Still to watch this film you would still belive that working in a record store is still the cool career it was back then, with the script by Carol Heikkinen being based on her experiences working at the long since defunct Tower Records, which for the most part helps bring a sense of realism to the script, as anyone who has worked in retail can no doubt attest to, even if she bizarrely opts to not include any problem customers unlike “Clerks” which choose to make them very much a central theme. As a result it would seem have a job at "Empire Records" to be the most fun and laid back job in the world especially when manager Joe (LaPagila) for the most part has a pretty lax attitude towards his staff work attitude, only occasionally coming out of his office to put one of them back in line. The rest of the time the employees generally manage things themselves, even dishing out their own vigilante style justice when it comes to hunt down wannabe shoplifter Warren (Sexton). However despite this they still have formed between them an alternative family unit, despite being wildly different from each other and here it would seem that Joes’ real role in the store comes into play as he acts for the most part like the resident father figure, even more so for some of the group who openly confess to missing parental figures, while there is a real sense that without the store and each other that these assorted misfits would be ultimately lost.

Over the course of the film the group all have their own issues to deal with which generally are the typical teen movie fodder with A.J. (Whitworth) trying to find a way to tell Corey (Tyler) that he loves her, while Corey is on her own quest to loose her virginity to her crush Rex Manning (Caulfield), the fading and pompous pop star who is holding a signing at the store to promote his new album. Elsewhere and on the more extreme end of things is Deb who following her failed suicide attempt has randomly decided to shave her head. However this is not all recycled after school special and “Saved By The Bell” plotlines, as the resident oddball Mark (Embry) keeps the tone light with his sudden desire to form a band called “Marc”, while having the appearance of a kid with hyperactivity on a sugar binge as his generally sunny disposition never seems to waver, even when on the wrong side of a pot brownie trip in which he is rocking out with “GWAR” only to be then fed to their giant worm thing. Equally on hand to provide the comedic quota is beatnik Lucas (Cochrane) whose philosophical ramblings somehow help everyone else in the store to figure out the solutions to their problems, even though frustratingly they could have saved a lot of time finding out the fate of the store if he just came out with it like a normal person.

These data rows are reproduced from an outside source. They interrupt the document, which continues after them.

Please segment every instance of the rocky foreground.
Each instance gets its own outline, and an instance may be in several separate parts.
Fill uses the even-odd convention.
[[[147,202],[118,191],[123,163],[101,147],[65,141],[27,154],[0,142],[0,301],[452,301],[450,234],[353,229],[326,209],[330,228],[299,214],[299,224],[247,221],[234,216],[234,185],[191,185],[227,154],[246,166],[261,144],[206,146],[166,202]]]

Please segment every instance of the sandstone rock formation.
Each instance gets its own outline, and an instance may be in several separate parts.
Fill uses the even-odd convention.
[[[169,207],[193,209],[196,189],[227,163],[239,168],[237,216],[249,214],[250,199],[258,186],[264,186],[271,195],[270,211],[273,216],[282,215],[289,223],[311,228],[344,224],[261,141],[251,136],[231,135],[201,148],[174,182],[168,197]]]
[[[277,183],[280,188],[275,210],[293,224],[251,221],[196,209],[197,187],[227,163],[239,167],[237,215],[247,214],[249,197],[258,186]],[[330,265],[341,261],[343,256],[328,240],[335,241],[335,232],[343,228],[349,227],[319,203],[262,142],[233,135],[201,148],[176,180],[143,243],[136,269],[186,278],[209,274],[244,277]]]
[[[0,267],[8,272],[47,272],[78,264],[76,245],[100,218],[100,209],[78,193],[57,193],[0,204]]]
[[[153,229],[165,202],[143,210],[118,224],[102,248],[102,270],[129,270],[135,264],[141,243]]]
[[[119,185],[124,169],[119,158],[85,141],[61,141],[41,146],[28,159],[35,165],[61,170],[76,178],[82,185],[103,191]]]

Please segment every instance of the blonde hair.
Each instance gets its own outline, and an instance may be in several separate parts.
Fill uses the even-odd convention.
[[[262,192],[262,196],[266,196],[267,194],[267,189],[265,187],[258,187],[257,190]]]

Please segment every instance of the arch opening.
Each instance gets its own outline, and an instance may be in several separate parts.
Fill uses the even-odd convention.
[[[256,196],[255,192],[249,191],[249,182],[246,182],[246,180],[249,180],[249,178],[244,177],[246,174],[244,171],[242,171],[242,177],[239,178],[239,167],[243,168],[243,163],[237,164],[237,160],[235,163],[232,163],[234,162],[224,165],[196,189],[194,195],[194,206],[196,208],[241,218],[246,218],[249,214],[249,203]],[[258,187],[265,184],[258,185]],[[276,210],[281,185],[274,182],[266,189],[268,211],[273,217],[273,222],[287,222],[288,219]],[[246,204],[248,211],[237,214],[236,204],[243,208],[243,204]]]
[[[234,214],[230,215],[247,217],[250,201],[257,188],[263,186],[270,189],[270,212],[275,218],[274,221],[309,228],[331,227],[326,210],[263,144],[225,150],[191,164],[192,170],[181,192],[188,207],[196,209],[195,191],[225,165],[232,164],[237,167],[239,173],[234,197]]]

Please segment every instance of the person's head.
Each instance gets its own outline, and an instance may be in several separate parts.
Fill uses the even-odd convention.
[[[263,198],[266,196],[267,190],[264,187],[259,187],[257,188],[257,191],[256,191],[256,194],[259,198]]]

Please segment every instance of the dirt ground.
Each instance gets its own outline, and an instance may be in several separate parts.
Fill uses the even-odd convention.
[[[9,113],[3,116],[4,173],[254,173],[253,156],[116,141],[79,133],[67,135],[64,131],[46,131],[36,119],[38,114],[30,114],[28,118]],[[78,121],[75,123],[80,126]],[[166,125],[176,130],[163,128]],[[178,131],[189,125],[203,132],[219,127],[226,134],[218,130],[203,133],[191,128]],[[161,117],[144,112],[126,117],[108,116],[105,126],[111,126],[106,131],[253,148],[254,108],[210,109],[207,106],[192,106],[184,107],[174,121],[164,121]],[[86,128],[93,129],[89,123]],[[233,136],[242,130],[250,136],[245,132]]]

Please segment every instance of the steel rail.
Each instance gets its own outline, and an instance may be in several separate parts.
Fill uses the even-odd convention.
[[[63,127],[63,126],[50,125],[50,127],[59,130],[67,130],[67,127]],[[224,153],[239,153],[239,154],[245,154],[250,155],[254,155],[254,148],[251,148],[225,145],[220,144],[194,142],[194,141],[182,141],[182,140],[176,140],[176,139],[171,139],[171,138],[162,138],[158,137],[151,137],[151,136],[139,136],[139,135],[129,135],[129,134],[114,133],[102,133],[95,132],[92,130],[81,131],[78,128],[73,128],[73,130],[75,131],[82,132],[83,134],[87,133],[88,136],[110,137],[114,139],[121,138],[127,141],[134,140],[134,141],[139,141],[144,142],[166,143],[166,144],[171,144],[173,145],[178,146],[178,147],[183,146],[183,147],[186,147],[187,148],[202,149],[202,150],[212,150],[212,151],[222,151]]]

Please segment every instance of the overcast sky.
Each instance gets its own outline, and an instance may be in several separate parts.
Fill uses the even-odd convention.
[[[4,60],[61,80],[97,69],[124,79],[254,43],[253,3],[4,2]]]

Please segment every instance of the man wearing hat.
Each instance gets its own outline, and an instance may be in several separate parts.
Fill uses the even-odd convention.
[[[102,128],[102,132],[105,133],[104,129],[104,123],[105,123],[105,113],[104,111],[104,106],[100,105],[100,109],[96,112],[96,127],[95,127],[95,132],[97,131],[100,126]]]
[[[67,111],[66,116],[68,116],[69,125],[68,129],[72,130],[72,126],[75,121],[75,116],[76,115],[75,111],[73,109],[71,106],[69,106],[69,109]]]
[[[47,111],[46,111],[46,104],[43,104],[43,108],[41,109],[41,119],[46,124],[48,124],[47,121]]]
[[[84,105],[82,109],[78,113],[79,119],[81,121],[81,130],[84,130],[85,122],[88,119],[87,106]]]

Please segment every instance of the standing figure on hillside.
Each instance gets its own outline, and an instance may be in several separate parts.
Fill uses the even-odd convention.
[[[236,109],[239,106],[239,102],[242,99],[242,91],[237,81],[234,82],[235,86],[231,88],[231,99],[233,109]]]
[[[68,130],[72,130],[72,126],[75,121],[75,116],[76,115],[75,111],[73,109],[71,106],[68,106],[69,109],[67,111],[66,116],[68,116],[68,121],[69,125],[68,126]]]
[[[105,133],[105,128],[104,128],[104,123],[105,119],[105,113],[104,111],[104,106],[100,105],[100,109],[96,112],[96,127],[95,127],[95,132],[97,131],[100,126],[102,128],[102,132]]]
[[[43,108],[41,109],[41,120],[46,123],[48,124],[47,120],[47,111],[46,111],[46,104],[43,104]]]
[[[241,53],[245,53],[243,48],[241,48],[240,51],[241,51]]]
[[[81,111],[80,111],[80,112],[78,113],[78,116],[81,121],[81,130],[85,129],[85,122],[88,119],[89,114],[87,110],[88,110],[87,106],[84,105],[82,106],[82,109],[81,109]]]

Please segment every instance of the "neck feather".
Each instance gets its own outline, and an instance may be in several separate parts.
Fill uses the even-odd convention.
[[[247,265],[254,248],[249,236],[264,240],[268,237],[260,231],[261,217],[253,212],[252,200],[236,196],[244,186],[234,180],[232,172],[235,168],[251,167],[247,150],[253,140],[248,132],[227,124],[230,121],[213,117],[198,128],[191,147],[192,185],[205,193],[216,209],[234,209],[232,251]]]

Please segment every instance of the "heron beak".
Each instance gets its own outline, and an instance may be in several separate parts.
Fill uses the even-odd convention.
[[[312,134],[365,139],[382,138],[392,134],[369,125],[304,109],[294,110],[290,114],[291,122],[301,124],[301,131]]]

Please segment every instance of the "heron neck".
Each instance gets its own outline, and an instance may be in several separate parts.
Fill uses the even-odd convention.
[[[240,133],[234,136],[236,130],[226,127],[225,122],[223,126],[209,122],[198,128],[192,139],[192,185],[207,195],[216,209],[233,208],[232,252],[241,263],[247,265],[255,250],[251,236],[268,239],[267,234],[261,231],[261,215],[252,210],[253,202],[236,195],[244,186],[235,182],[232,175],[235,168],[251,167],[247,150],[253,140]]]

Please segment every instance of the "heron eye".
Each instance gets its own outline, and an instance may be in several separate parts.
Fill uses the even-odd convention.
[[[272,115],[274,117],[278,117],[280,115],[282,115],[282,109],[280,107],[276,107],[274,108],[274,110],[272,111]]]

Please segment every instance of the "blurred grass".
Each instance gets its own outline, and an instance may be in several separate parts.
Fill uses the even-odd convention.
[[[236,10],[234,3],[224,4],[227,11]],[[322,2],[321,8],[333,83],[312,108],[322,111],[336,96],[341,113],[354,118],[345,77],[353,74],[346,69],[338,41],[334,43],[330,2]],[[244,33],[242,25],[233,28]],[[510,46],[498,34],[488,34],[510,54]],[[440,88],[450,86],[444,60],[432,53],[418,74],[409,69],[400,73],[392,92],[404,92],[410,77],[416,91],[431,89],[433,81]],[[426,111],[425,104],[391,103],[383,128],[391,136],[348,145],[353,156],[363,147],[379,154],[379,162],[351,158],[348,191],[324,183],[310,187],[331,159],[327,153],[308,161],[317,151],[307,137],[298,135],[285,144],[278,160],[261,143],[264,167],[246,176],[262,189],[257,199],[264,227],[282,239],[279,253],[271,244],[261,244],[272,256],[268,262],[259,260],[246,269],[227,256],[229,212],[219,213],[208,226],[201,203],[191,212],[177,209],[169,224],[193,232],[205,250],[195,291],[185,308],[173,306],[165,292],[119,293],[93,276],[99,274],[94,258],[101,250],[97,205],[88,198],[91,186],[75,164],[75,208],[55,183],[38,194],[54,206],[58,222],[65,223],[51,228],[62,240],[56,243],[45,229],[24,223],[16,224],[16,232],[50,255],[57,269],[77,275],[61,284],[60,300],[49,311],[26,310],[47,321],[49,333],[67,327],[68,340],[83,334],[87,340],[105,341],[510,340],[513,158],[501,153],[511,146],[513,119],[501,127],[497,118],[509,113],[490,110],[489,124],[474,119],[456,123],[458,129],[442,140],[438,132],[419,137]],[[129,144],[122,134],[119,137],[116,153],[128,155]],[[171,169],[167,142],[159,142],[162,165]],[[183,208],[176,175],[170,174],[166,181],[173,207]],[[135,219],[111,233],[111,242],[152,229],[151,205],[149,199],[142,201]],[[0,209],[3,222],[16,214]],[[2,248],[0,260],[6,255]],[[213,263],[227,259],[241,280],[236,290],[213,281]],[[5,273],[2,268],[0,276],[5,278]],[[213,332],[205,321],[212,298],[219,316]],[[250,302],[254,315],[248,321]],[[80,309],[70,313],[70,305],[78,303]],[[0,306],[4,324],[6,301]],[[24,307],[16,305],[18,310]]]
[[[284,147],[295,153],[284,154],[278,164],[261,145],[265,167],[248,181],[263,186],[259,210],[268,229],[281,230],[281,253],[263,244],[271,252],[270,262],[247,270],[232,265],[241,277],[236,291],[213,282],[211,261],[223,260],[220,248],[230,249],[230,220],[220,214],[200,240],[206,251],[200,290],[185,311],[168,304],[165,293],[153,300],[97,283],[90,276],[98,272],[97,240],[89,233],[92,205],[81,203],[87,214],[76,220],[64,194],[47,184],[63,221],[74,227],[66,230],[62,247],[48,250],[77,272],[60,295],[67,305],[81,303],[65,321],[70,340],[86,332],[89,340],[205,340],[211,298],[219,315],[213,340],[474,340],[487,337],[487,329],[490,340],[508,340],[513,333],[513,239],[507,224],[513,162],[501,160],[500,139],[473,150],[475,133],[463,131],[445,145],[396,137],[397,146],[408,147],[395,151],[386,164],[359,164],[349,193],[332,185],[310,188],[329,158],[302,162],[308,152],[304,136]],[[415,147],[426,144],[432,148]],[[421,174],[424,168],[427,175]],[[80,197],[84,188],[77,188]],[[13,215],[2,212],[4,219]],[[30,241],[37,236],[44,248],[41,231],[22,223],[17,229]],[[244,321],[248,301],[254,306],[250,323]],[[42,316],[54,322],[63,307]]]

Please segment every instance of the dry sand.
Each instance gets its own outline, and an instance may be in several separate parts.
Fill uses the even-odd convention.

What is missing from the film though is any real kind of bad guy or even a meaningful threat for while the store might be closing, there is never any real sense of panic between the employee’s, just a lot of muttering of “Damn the man!” whenever the topic music town is brought up, with the store owner Mitchell (Bode) more laughable than threatening. As a result the closest we get to any kind of villain here is the pompous Rex Manning and seemingly styled on Robert Palmer, judging by his music video antics. While his actual villainous side might come more from his unrestrained ego aswell as questionable Salad dressing blowjob suggestion than any kind of act of real evil he still makes for a reasonable problem for the group to band together again, even more so with the distinct lack of any other kind of threat on hand here, while Caulfield has fun playing such a sleazy character

Despite being critically mauled on its original release it still proved to be a launch pad for the careers of many of the cast, as rightfully predicted by some critics. However despite being branded a flop on its original release ithas over the years become a real cult classic and rightfully so as here we have not only a highly likable group of characters despite being wildly varied from each other, but it is actually fun to spend time with them, with the film being shot in such a way it feels that you a part of the group rather than an outsider looking in, with random breaks of the forth wall only furthering this illusion. However since that original release the studio have felt the need to tinker with the original cut and wheel out a new version for the DVD, which gives the film fifteen minutes of originally cut footage, which unlike many previous directors cuts (Aliens, Blade Runner) his additional footage adds nothing to the film and infact only detracts from the film, especially as it results in certain characters being potrayed in a completely different way, with Gina (Zellweger) now seeming a whole lot more slutty than before, making this one of those rare occasions were I would urge you to hunt down the VHS version of the film, to get the original and definitive cut of the film aswell as a great piece of 90’s nostalgia.

Monday, 11 February 2013

My Movie Year: The 90's

As part of YAM Magazine’s first “Time Machine Blogathon” which this time takes us back to the 90’s. So what better excuse to look at my favourite movies of the decade, if only to help highlight some of the great and frequently overlooked films which came out during this era, which would also see with 1999one of the most exciting years of film making in years, as I looked at previously.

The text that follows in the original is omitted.